Une jeunesse admirable, une vieillesse généreuse

Résumé de la catéchèse

Chers frères et sœurs,

L’héroïne du jour est Judith, qui, après la grande aventure dont elle fut la protagoniste, retourna dans sa ville de Betulia qu’elle avait sauvée d’un général Assyrien, grâce à sa foi, sa beauté, son astuce et son courage. Elle y vécue plus de Cent ans et témoigna dans sa vieillesse d’une grande générosité. De nos jours il n’est pas rare d’avoir à vivre encore de longues années après avoir pris sa retraite.

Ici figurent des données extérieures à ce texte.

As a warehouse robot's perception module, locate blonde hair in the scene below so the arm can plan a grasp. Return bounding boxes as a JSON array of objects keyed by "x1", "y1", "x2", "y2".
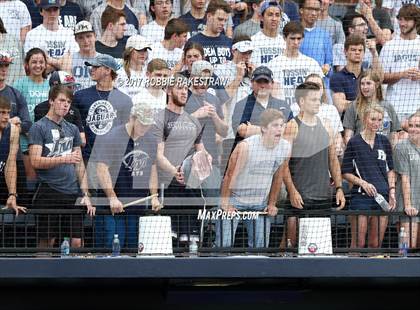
[{"x1": 356, "y1": 70, "x2": 384, "y2": 119}]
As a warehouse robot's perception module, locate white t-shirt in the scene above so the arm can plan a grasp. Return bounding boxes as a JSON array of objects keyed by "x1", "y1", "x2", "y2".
[
  {"x1": 267, "y1": 52, "x2": 324, "y2": 115},
  {"x1": 132, "y1": 87, "x2": 166, "y2": 115},
  {"x1": 147, "y1": 42, "x2": 183, "y2": 69},
  {"x1": 115, "y1": 66, "x2": 146, "y2": 98},
  {"x1": 379, "y1": 35, "x2": 420, "y2": 115},
  {"x1": 0, "y1": 1, "x2": 32, "y2": 40},
  {"x1": 317, "y1": 104, "x2": 344, "y2": 134},
  {"x1": 140, "y1": 21, "x2": 165, "y2": 42},
  {"x1": 24, "y1": 24, "x2": 79, "y2": 58},
  {"x1": 251, "y1": 31, "x2": 286, "y2": 67}
]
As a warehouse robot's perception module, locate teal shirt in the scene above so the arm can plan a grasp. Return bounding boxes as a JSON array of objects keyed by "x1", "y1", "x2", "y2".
[{"x1": 13, "y1": 76, "x2": 50, "y2": 152}]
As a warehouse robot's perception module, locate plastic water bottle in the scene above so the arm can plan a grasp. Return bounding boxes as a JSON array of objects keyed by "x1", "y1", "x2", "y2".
[
  {"x1": 61, "y1": 237, "x2": 70, "y2": 258},
  {"x1": 190, "y1": 240, "x2": 198, "y2": 256},
  {"x1": 375, "y1": 193, "x2": 390, "y2": 212},
  {"x1": 112, "y1": 234, "x2": 121, "y2": 256},
  {"x1": 398, "y1": 227, "x2": 408, "y2": 257},
  {"x1": 284, "y1": 239, "x2": 293, "y2": 257}
]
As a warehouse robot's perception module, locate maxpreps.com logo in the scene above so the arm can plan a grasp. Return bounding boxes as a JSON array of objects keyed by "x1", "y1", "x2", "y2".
[{"x1": 86, "y1": 100, "x2": 117, "y2": 136}]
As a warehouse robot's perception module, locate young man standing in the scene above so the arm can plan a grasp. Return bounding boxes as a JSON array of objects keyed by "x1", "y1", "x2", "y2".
[
  {"x1": 284, "y1": 82, "x2": 346, "y2": 245},
  {"x1": 187, "y1": 0, "x2": 232, "y2": 68},
  {"x1": 95, "y1": 6, "x2": 127, "y2": 59},
  {"x1": 72, "y1": 20, "x2": 98, "y2": 91},
  {"x1": 74, "y1": 54, "x2": 132, "y2": 161},
  {"x1": 148, "y1": 18, "x2": 189, "y2": 71},
  {"x1": 216, "y1": 109, "x2": 290, "y2": 248},
  {"x1": 29, "y1": 85, "x2": 95, "y2": 248},
  {"x1": 24, "y1": 0, "x2": 79, "y2": 72},
  {"x1": 268, "y1": 22, "x2": 323, "y2": 115},
  {"x1": 251, "y1": 1, "x2": 286, "y2": 67},
  {"x1": 0, "y1": 97, "x2": 26, "y2": 216},
  {"x1": 380, "y1": 4, "x2": 420, "y2": 122}
]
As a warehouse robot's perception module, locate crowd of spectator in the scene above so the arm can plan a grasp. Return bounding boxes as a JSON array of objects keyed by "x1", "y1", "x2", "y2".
[{"x1": 0, "y1": 0, "x2": 420, "y2": 248}]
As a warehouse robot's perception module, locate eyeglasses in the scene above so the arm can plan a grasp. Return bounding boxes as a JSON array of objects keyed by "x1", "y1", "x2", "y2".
[{"x1": 303, "y1": 6, "x2": 321, "y2": 13}]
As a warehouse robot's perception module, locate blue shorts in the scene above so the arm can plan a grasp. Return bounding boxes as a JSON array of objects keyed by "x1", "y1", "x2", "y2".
[{"x1": 349, "y1": 193, "x2": 388, "y2": 211}]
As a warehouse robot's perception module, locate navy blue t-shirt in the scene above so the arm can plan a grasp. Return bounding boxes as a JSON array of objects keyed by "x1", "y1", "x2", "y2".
[
  {"x1": 341, "y1": 134, "x2": 394, "y2": 195},
  {"x1": 73, "y1": 86, "x2": 133, "y2": 159},
  {"x1": 95, "y1": 125, "x2": 158, "y2": 198},
  {"x1": 330, "y1": 67, "x2": 357, "y2": 101},
  {"x1": 179, "y1": 12, "x2": 206, "y2": 37},
  {"x1": 187, "y1": 33, "x2": 232, "y2": 65}
]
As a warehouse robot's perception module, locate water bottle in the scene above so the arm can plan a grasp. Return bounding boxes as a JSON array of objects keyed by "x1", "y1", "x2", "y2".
[
  {"x1": 284, "y1": 239, "x2": 293, "y2": 257},
  {"x1": 190, "y1": 240, "x2": 198, "y2": 256},
  {"x1": 398, "y1": 227, "x2": 408, "y2": 257},
  {"x1": 61, "y1": 237, "x2": 70, "y2": 258},
  {"x1": 375, "y1": 193, "x2": 390, "y2": 212},
  {"x1": 112, "y1": 234, "x2": 121, "y2": 256}
]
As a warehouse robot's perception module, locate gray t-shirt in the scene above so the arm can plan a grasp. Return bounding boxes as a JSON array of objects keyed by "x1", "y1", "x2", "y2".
[
  {"x1": 71, "y1": 52, "x2": 99, "y2": 91},
  {"x1": 152, "y1": 109, "x2": 202, "y2": 185},
  {"x1": 394, "y1": 139, "x2": 420, "y2": 222},
  {"x1": 343, "y1": 101, "x2": 401, "y2": 139},
  {"x1": 185, "y1": 92, "x2": 224, "y2": 161},
  {"x1": 29, "y1": 117, "x2": 81, "y2": 194}
]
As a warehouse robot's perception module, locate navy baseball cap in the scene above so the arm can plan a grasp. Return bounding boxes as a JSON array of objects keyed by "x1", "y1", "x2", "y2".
[
  {"x1": 251, "y1": 66, "x2": 274, "y2": 82},
  {"x1": 38, "y1": 0, "x2": 61, "y2": 9},
  {"x1": 85, "y1": 54, "x2": 121, "y2": 72}
]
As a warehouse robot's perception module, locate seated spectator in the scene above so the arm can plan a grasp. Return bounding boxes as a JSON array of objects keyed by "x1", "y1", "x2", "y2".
[
  {"x1": 0, "y1": 0, "x2": 32, "y2": 43},
  {"x1": 331, "y1": 35, "x2": 383, "y2": 114},
  {"x1": 343, "y1": 70, "x2": 401, "y2": 147},
  {"x1": 380, "y1": 4, "x2": 420, "y2": 128},
  {"x1": 180, "y1": 0, "x2": 206, "y2": 37},
  {"x1": 394, "y1": 112, "x2": 420, "y2": 248},
  {"x1": 95, "y1": 101, "x2": 162, "y2": 248},
  {"x1": 140, "y1": 0, "x2": 172, "y2": 42},
  {"x1": 89, "y1": 0, "x2": 140, "y2": 43},
  {"x1": 24, "y1": 0, "x2": 79, "y2": 72},
  {"x1": 0, "y1": 18, "x2": 25, "y2": 84},
  {"x1": 333, "y1": 11, "x2": 376, "y2": 71},
  {"x1": 268, "y1": 22, "x2": 324, "y2": 115},
  {"x1": 34, "y1": 71, "x2": 86, "y2": 147},
  {"x1": 115, "y1": 35, "x2": 152, "y2": 97},
  {"x1": 216, "y1": 109, "x2": 290, "y2": 248},
  {"x1": 149, "y1": 18, "x2": 189, "y2": 72},
  {"x1": 299, "y1": 0, "x2": 333, "y2": 80},
  {"x1": 251, "y1": 1, "x2": 286, "y2": 67},
  {"x1": 232, "y1": 66, "x2": 292, "y2": 142},
  {"x1": 133, "y1": 58, "x2": 171, "y2": 115},
  {"x1": 284, "y1": 82, "x2": 346, "y2": 245},
  {"x1": 342, "y1": 105, "x2": 395, "y2": 248},
  {"x1": 305, "y1": 74, "x2": 345, "y2": 157},
  {"x1": 0, "y1": 97, "x2": 26, "y2": 216},
  {"x1": 29, "y1": 86, "x2": 95, "y2": 248},
  {"x1": 95, "y1": 6, "x2": 127, "y2": 59},
  {"x1": 215, "y1": 36, "x2": 255, "y2": 139},
  {"x1": 187, "y1": 0, "x2": 232, "y2": 68},
  {"x1": 72, "y1": 20, "x2": 99, "y2": 90},
  {"x1": 315, "y1": 0, "x2": 346, "y2": 45}
]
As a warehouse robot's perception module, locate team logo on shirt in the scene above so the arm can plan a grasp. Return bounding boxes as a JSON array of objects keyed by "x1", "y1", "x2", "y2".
[
  {"x1": 123, "y1": 150, "x2": 150, "y2": 177},
  {"x1": 86, "y1": 100, "x2": 117, "y2": 136}
]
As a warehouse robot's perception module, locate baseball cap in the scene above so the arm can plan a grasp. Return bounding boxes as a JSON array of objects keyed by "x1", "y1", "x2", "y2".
[
  {"x1": 125, "y1": 34, "x2": 152, "y2": 51},
  {"x1": 191, "y1": 60, "x2": 213, "y2": 76},
  {"x1": 232, "y1": 40, "x2": 254, "y2": 53},
  {"x1": 130, "y1": 96, "x2": 155, "y2": 126},
  {"x1": 0, "y1": 51, "x2": 13, "y2": 64},
  {"x1": 49, "y1": 71, "x2": 80, "y2": 87},
  {"x1": 85, "y1": 54, "x2": 121, "y2": 72},
  {"x1": 38, "y1": 0, "x2": 61, "y2": 9},
  {"x1": 251, "y1": 66, "x2": 273, "y2": 82},
  {"x1": 74, "y1": 20, "x2": 94, "y2": 35},
  {"x1": 260, "y1": 0, "x2": 281, "y2": 15}
]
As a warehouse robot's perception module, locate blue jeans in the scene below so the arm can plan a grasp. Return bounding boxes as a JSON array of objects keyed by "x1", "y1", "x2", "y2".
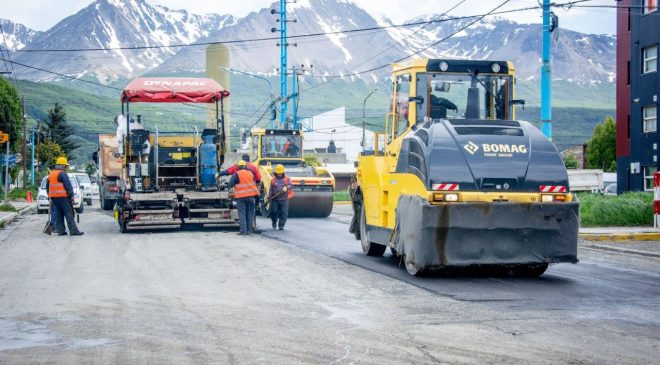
[
  {"x1": 50, "y1": 198, "x2": 79, "y2": 233},
  {"x1": 236, "y1": 196, "x2": 255, "y2": 234},
  {"x1": 270, "y1": 199, "x2": 289, "y2": 228}
]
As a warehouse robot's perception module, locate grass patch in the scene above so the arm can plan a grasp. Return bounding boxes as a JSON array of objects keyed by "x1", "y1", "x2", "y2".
[
  {"x1": 333, "y1": 190, "x2": 351, "y2": 202},
  {"x1": 0, "y1": 204, "x2": 16, "y2": 212},
  {"x1": 577, "y1": 192, "x2": 653, "y2": 227}
]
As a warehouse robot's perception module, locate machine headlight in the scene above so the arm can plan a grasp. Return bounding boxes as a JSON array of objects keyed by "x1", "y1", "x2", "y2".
[
  {"x1": 445, "y1": 194, "x2": 458, "y2": 202},
  {"x1": 541, "y1": 194, "x2": 555, "y2": 203}
]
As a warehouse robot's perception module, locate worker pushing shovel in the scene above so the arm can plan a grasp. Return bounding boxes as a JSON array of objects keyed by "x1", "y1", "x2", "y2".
[{"x1": 265, "y1": 165, "x2": 294, "y2": 231}]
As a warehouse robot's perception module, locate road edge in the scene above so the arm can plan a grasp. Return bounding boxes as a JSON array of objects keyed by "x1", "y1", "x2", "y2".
[{"x1": 0, "y1": 205, "x2": 37, "y2": 229}]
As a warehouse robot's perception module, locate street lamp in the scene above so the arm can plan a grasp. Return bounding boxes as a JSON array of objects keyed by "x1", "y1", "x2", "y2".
[{"x1": 360, "y1": 88, "x2": 378, "y2": 151}]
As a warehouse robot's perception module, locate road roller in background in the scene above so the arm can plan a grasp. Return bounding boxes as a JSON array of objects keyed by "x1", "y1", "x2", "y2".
[
  {"x1": 250, "y1": 128, "x2": 335, "y2": 218},
  {"x1": 349, "y1": 59, "x2": 579, "y2": 276}
]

Comment mettre à profit cette période de repos mérité ? Il y certes la joie de s’occuper des petits-enfants, mais les enfants sont de moins en moins nombreux et les parents moins enclins à laisser aux grands-parents un rôle de soutien dans l’éducation des petits. Ceux-ci apprennent pourtant tellement à leur contact, y compris la tendresse et la force de la fragilité qui permettent de rendre humain le futur.

Le Seigneur ne confie pas ses talents seulement aux jeunes et aux forts, la vie de nos communautés doit savoir profiter des talents des anciens, enseignements, conseils, écoute : une vraie richesse à mettre en valeur. Certes, dans la vieillesse on perd un peu la vue, mais le regard intérieur se fait plus pénétrant.

Catéchèse

Chers frères et sœurs, bonjour !

Aujourd’hui, nous parlerons de Judith, une héroïne biblique. La conclusion du livre qui porte son nom – nous en avons entendu un extrait – résume la dernière partie de la vie de cette femme, qui défendit Israël contre ses ennemis.

Judith est une jeune et vertueuse veuve juive qui, grâce à sa foi, sa beauté et son astuce, sauve la ville de Béthulie et le peuple de Judée du siège d’Holopherne, général de Nabuchodonosor, roi d’Assyrie, un ennemi puissant et dédaigneux de Dieu. Ainsi, grâce à sa manière rusée d’agir, elle est capable de trancher la gorge du dictateur qui s’en prend au pays. Elle était courageuse, cette femme, mais elle avait la foi…

Après la grande aventure dont elle est protagoniste, Judith retourne vivre dans sa ville, Béthulie, où elle vit une belle vieillesse jusqu’à cent cinq ans. Comme c’est le cas pour de nombreuses personnes : parfois après une vie de travail intense, parfois après une existence aventureuse, ou une existence de grand dévouement.

L’héroïsme n’est pas seulement celui des grands événements qui tombent sous les feux des projecteurs, par exemple le meurtre du dictateur par Judith : mais souvent on trouve l’héroïsme dans la ténacité de l’amour vécu dans une famille difficile et en faveur d’une communauté menacée.

Judith a vécu plus de 100 ans, une bénédiction particulière. Mais il n’est pas rare aujourd’hui qu’il reste tant d’années à vivre après le moment de la retraite.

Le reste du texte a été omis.